Song by Tyler, the Creator featuring Lil Uzi Vert and Pharrell Williams

from the album Call Me If You Get Lost
- Released: June 25, 2021
- Recorded: 2021
- Genre: Hip hop
- Length: 2:26
- Label: Columbia
- Songwriters: Tyler Okonma; Symere Woods; Pharrell Williams;
- Producers: Tyler, the Creator; Pharrell Williams;

Music video
- "Juggernaut" on YouTube

= Juggernaut (song) =

2021 song by Tyler, the Creator featuring Lil Uzi Vert and Pharrell Williams

"Juggernaut" is a song by American rapper and producer Tyler, the Creator featuring fellow American rappers Lil Uzi Vert and Pharrell Williams. It was released on June 25, 2021, as a track from Tyler, the Creator's seventh studio album, Call Me If You Get Lost.

==Composition==
The song contains a reverberating bass in the production and sees Tyler, the Creator boasting about his wealthy lifestyle and clothing line Golf Wang.

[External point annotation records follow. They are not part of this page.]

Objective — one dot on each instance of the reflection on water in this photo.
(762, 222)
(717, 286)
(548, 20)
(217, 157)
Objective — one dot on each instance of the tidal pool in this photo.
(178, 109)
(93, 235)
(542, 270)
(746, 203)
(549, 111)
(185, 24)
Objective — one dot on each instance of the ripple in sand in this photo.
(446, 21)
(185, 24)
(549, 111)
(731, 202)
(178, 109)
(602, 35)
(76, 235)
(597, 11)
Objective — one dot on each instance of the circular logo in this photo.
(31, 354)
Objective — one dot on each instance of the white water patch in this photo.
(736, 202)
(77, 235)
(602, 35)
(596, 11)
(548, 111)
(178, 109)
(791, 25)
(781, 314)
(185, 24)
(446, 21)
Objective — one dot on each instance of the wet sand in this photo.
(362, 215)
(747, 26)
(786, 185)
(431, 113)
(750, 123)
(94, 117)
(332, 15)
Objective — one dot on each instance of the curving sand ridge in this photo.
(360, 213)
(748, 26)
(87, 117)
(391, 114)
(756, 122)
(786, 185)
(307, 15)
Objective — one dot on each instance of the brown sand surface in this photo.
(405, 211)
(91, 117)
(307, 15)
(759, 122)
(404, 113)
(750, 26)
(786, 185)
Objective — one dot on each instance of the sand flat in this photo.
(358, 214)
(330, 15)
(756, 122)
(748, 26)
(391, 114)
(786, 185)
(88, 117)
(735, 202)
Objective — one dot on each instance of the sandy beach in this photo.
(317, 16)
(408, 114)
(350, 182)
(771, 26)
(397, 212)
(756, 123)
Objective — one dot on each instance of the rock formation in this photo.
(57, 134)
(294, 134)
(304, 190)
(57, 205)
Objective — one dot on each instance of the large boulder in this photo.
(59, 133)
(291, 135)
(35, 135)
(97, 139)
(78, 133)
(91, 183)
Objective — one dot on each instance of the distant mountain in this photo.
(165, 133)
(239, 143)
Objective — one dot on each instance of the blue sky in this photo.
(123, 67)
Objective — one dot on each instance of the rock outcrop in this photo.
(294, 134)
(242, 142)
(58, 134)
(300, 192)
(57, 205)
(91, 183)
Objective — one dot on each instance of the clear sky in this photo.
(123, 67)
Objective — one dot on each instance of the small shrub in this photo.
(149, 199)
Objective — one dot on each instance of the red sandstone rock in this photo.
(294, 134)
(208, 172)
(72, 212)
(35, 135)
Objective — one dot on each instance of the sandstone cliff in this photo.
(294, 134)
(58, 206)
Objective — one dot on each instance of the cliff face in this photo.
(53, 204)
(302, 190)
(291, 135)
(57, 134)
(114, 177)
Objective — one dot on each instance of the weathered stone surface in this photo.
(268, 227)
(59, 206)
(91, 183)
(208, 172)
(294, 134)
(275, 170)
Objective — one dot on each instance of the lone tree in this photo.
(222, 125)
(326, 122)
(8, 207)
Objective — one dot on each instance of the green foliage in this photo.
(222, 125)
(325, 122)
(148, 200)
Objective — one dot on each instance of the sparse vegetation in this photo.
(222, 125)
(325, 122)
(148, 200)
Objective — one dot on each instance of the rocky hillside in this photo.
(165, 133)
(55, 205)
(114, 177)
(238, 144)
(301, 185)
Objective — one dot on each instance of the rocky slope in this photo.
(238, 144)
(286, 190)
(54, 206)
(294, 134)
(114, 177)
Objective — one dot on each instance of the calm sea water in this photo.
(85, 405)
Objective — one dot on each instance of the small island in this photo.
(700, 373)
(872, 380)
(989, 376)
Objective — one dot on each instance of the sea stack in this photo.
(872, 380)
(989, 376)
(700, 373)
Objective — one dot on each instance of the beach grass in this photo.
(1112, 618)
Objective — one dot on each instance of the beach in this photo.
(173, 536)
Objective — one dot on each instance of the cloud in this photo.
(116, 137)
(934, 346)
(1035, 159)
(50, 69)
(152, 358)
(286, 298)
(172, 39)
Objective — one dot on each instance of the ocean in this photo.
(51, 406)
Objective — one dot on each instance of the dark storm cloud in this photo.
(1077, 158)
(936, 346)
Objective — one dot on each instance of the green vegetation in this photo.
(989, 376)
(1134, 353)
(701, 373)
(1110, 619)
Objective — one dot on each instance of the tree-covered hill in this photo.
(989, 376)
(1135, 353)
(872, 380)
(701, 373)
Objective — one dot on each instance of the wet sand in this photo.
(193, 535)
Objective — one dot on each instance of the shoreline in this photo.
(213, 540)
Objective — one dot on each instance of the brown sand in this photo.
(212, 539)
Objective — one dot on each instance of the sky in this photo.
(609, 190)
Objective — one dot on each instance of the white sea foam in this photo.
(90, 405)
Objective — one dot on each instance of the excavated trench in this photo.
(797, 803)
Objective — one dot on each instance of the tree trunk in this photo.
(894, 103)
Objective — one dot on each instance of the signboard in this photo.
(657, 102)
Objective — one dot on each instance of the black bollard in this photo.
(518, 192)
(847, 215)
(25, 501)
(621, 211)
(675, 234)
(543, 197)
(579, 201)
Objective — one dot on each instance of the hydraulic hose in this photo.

Wongo Okon of Uproxx wrote of "Juggernaut", "The track is a bass-knocking number that's equally chaotic and erratic as it is energetic and bouncy. This is thanks in large part raucous placement of the song's drums that provide a unique landscape for the three rappers to lay their bars on."

==Critical reception==
The song received generally positive reviews. Chris DeVille of Stereogum wrote it "brings the best out of both Lil Uzi Vert and Pharrell, who goes wild in a way I haven't heard since Future's 'Move That Dope'". Luke Morgan Britton of NME called it a "bassy bruiser". Jeff Ihaza of Rolling Stone remarked the song is "a collaboration that makes almost too much sense, and one that might erase memory of the lackluster 'Neon Guts' from Uzi's Luv is Rage 2. It's Tyler in his element, spewing silly but kind of genius bars ('I'm so fuckin deadass I need some Timberlands') and bragging like someone whose known how much they deserve for a very long time. It's not necessarily the best track on Call Me, but it is easily the most fun. Tyler's approach remains as anti-professional as ever. He's done rapping about sexual assault and violence for the sake of shock value, but he's not done ignoring the industry at large. On 'Juggernaut,' we hear how refreshing that feels for his collaborators — both Uzi and Pharrell sound enlivened — and get a sense for the power Tyler, the Creator has harnessed in his decade-long career." Jon Caramanica of The New York Times favorably responded to Pharrell's verse, calling it one of the "startlingly good guest verses from his elders". David Crone of AllMusic commented, "an intergalactic warble colours Uzi's 'JUGGERNAUT' tour-de-force".

==Music video==
An official music video was directed by Tyler, the Creator (under his alias Wolf Haley) and released alongside the song. It begins with Tyler in a trenchcoat walking through a field of oranges singing the intro, before it shifts to the first verse where a shirtless Tyler dances and moves unnaturally atop a monster truck styled as a Rolls-Royce Cullinan. The truck is being pulled by a clone of himself, that sings Uzi's verse. The camera aims upwards as Tyler falls from the sky singing the chorus. The video ends before Pharrell's verse, where the words "Call Me If You Get Lost" suddenly appear. Lil Uzi Vert and Pharrell Williams do not appear in the video.

==Charts==

Chart performance for "Juggernaut"
| Chart (2021) | Peak position |
|---|---|
| Australia (ARIA) | 49 |
| Canada Hot 100 (Billboard) | 30 |
| Global 200 (Billboard) | 38 |
| New Zealand (Recorded Music NZ) | 36 |
| US Billboard Hot 100 | 40 |
| US Hot R&B/Hip-Hop Songs (Billboard) | 14 |

==Certifications==

| Region | Certification | Certified units/sales |
| United States (RIAA) | Gold | 500,000^{‡} |
^{‡} Sales+streaming figures based on certification alone.